Hendricks sieht den Konflikt mit der Union nach der Rüge von Kanzlerin Merkel nicht ausgeräumt. „Ich bin weiterhin der Auffassung, dass wir eine vertrauensbildende Maßnahme brauchen“, sagte die SPD-Politikerin am Dienstag in Berlin. Ob sie damit einen Rückzug Schmidts meint, ließ sie offen.

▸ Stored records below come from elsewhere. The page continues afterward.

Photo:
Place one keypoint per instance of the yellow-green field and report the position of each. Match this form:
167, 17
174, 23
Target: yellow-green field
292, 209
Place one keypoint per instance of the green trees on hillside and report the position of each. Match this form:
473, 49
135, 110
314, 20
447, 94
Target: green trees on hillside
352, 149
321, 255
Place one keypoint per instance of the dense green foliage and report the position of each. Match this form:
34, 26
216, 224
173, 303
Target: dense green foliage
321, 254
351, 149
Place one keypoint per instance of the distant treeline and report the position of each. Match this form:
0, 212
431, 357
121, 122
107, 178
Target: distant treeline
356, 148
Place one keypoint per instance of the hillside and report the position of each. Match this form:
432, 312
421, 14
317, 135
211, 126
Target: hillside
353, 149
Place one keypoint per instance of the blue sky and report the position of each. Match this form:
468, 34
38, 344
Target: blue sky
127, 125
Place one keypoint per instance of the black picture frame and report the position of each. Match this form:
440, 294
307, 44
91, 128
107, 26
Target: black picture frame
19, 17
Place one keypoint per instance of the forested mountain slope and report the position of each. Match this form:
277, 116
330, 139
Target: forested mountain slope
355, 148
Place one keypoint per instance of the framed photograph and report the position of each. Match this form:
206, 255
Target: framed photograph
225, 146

Hendricks sagte, der Agrarminister habe den Versuch unternommen, sich bei ihr zu entschuldigen. „Ich will auch nicht auf Dauer eine Entschuldigung zurückweisen. Aber ich hab ihm gesagt, dass man so blöd eigentlich nicht sein könnte.“

Schmidts Verhalten hatte bei der SPD große Empörung ausgelöst. Von einem groben Foulspiel vor dem Treffen der drei Parteichefs Martin Schulz (SPD), Horst Seehofer (CSU) und Merkel CDU) am kommenden Donnerstag bei Bundespräsident Frank-Walter Steinmeier war die Rede. Bei der Unterredung sollen Wege aus der Regierungsbildungskrise nach dem Scheitern der Jamaika-Verhandlungen von Union, FDP und Grünen gesucht werden.

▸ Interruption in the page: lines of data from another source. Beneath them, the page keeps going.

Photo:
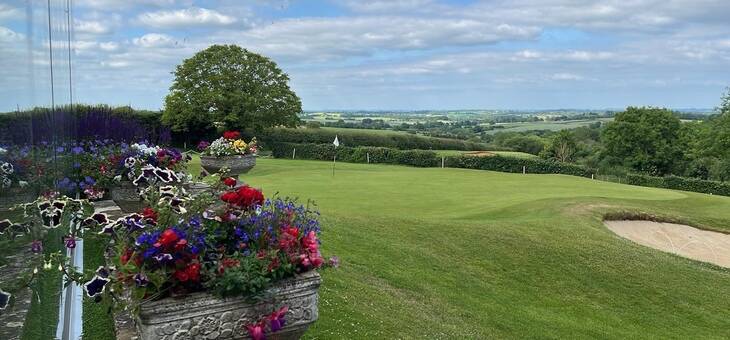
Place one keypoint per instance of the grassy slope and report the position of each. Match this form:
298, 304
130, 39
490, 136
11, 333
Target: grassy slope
437, 253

SPD-Fraktionsmanager Carsten Schneider attackierte Merkel. „Der Autoritätsverlust der Bundeskanzlerin ist greifbar geworden und beschädigt die vertrauensvolle und reibungslose Zusammenarbeit in der Bundesregierung.“ Solche chaotischen Abläufe wie bei Glyphosat seien für das größte Land in der EU völlig inakzeptabel.

Die Kanzlerin versuchte ansatzweise, Brücken zur SPD zu bauen, indem sie etwa an Manuela Schwesig erinnerte, die in ihrer Zeit als SPD-Bundesfamilienministerin auf EU-Ebene sich bei der von ihr geforderten Frauenquote aus Koalitionsräson stets enthalten habe. „Wir haben in der Bundesregierung in den letzten vier Jahren schmerzlichste Prozesse gehabt, wo Enthaltungen notwendig waren, obwohl das den Ministern persönlich sehr, sehr weh getan hat“, sagte Merkel.

Deutschland enthalte sich in etwa einem Viertel bis einem Drittel der Abstimmungen in Brüssel, weil es keine Einigkeit zwischen den von den Regierungsparteien CDU, CSU und SPD geführten Ministerien gegeben habe.